| Cinerama was an expensive and complicated process, which used three separate projectors to cast three images upon a huge, wide screen, in sync. The result was not only a super-wide movie but also one of incredible depth. The idea was to play on the audience's peripheral vision, giving an entirely new experience in an age when the novelty of television threatened the movie business.
Unfortunately, the Cinerama process also created many problems. Images often fell out of sync, and few theaters could afford to install the whole system. Filming was a problem, too, as filmmakers could not rely on the usual camera movements or cuts. Only a handful of movies (a few dozen) were actually produced in Cinerama, and they were mostly documentaries, relying on long, stable shots.
The very first of these was This Is Cinerama, a two-hour demonstration of the process. It has long been unavailable on video, because, frankly, who wants to watch this on a small TV screen? But Flicker Alley has developed a process called "Smileboxing," which somehow manages to capture a semblance of the original effect.
The movie begins with a small, black-and-white, single center screen, with curtains on either side. Newscaster Lowell Thomas gives us a brief history of the cinema thus far, and after about 15 minutes, the curtains part, and the full, color, Cinerama picture appears; it's literally a roller coaster about to start its ascent. And darned if it isn't kind of thrilling.
The movie is pretty slow by any standards, concentrating on single, wide shots of choruses singing, or overhead shots of canyons from a plane. We're meant to be swept up in the experience, but two hours is an awfully long time to expect an audience to sit still on pure sensation. But many images are startling, impressive, an awe-inspiring.
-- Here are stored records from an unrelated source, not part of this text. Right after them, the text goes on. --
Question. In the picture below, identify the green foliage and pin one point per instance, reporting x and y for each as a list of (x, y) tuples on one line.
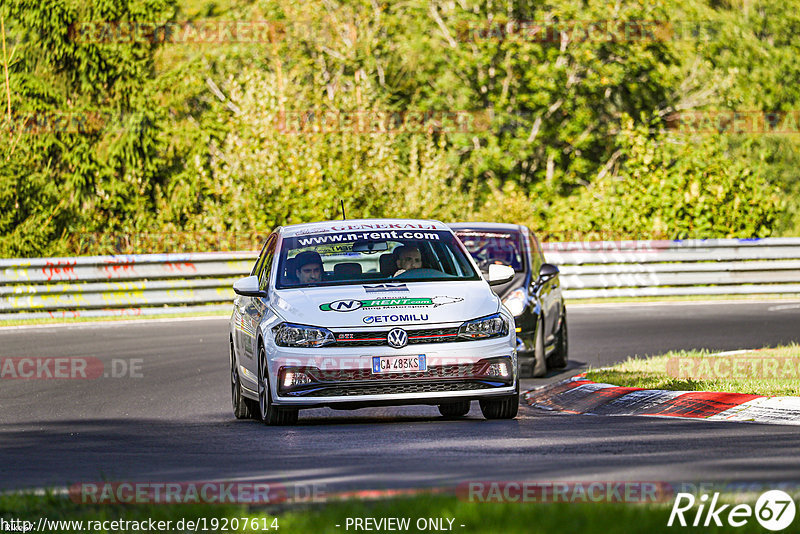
[(675, 188)]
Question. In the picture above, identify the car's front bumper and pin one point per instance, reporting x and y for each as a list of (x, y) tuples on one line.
[(343, 377)]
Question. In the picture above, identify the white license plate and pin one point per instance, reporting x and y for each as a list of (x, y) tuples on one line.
[(399, 364)]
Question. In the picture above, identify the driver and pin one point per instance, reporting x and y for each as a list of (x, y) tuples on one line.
[(407, 257), (309, 267)]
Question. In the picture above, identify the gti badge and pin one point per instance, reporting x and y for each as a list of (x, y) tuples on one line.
[(397, 338)]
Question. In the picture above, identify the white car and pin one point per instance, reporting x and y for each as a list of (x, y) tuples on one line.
[(356, 313)]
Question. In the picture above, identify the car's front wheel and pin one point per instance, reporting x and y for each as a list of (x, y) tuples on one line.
[(270, 414), (539, 361), (241, 405), (560, 356)]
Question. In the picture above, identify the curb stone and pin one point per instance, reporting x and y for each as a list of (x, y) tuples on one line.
[(578, 395)]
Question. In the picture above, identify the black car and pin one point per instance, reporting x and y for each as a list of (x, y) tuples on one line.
[(533, 296)]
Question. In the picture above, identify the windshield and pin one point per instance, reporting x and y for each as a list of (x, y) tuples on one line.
[(372, 257), (499, 248)]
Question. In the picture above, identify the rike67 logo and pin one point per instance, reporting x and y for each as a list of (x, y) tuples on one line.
[(774, 510)]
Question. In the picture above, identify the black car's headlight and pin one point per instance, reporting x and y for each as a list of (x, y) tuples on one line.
[(484, 327), (297, 335)]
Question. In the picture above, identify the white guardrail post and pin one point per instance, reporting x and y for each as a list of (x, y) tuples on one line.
[(152, 284)]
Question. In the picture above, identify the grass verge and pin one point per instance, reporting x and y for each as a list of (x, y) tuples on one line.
[(476, 517), (769, 372)]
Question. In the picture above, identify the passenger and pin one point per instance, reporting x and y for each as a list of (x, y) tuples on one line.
[(407, 257), (309, 267)]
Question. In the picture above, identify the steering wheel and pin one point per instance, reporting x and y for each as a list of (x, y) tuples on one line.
[(421, 273)]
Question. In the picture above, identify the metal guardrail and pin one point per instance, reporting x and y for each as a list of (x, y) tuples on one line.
[(153, 284), (131, 285)]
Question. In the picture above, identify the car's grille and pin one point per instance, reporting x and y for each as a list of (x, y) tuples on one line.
[(429, 386), (469, 370), (373, 339)]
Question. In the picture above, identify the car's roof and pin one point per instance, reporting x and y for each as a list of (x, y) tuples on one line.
[(359, 225), (486, 226)]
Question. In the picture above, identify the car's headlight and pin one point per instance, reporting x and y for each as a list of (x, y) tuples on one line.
[(297, 335), (483, 328), (515, 302)]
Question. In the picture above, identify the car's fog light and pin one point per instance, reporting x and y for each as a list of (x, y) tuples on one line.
[(498, 369), (295, 378)]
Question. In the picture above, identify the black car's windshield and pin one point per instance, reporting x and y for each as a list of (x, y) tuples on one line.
[(372, 257), (489, 247)]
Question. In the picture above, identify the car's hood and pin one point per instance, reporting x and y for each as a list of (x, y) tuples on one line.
[(377, 305)]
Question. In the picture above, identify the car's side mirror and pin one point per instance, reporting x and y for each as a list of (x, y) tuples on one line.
[(248, 287), (546, 272), (500, 274)]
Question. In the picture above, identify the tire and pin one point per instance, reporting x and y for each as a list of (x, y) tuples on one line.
[(539, 361), (560, 357), (241, 406), (268, 413), (504, 408), (454, 409)]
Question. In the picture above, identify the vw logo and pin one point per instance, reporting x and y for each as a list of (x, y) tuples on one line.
[(397, 338)]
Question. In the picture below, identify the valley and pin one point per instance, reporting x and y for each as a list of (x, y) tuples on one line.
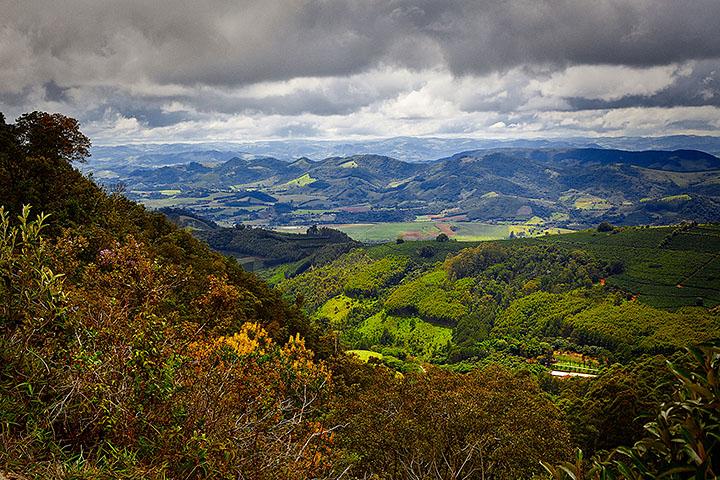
[(478, 194)]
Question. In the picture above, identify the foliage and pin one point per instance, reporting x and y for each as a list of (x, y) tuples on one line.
[(439, 425), (681, 442), (376, 276)]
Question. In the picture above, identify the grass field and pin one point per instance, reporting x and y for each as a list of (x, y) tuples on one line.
[(681, 272), (428, 230), (417, 337)]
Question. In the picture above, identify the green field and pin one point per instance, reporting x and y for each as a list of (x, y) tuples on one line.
[(428, 230), (681, 272)]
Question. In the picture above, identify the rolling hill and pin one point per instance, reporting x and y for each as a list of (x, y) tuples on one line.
[(567, 187)]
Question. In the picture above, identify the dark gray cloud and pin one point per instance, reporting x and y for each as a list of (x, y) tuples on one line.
[(168, 62), (224, 42)]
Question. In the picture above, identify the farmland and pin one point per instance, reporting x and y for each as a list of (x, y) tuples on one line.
[(662, 269), (428, 230)]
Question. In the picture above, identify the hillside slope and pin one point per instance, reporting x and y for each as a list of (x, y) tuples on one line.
[(565, 187)]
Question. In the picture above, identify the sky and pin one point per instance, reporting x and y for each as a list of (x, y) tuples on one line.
[(234, 70)]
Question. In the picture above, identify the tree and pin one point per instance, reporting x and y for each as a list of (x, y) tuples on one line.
[(682, 442), (487, 424)]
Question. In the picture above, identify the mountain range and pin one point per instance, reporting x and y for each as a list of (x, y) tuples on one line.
[(563, 186)]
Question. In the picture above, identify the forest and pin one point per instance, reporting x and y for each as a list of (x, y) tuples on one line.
[(130, 349)]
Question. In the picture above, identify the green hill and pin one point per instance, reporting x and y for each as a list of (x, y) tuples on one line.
[(615, 294)]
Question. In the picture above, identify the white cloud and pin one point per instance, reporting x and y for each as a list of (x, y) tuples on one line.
[(607, 82)]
The filmmaker in charge was Merian C. Cooper, who began making documentary-like thrillers (Grass and Chang), and then graduated to the groundbreaking King Kong before going on to produce many of John Ford's films. Overall, This Is Cinerama is one of those movies that's more historically important than it is entertaining, but it's very much worth checking out.
Flicker Alley has released another of their spectacular packages, a DVD/Blu-ray combo with a detailed booklet and lots of extras providing background information. They have also released a second Cinerama feature, Windjammer: The Voyage of the Christian Radich (1958), which follows the crew of a training ship as it sails from Oslo to the Caribbean; this likewise contains some breathtaking stuff, but is also too long.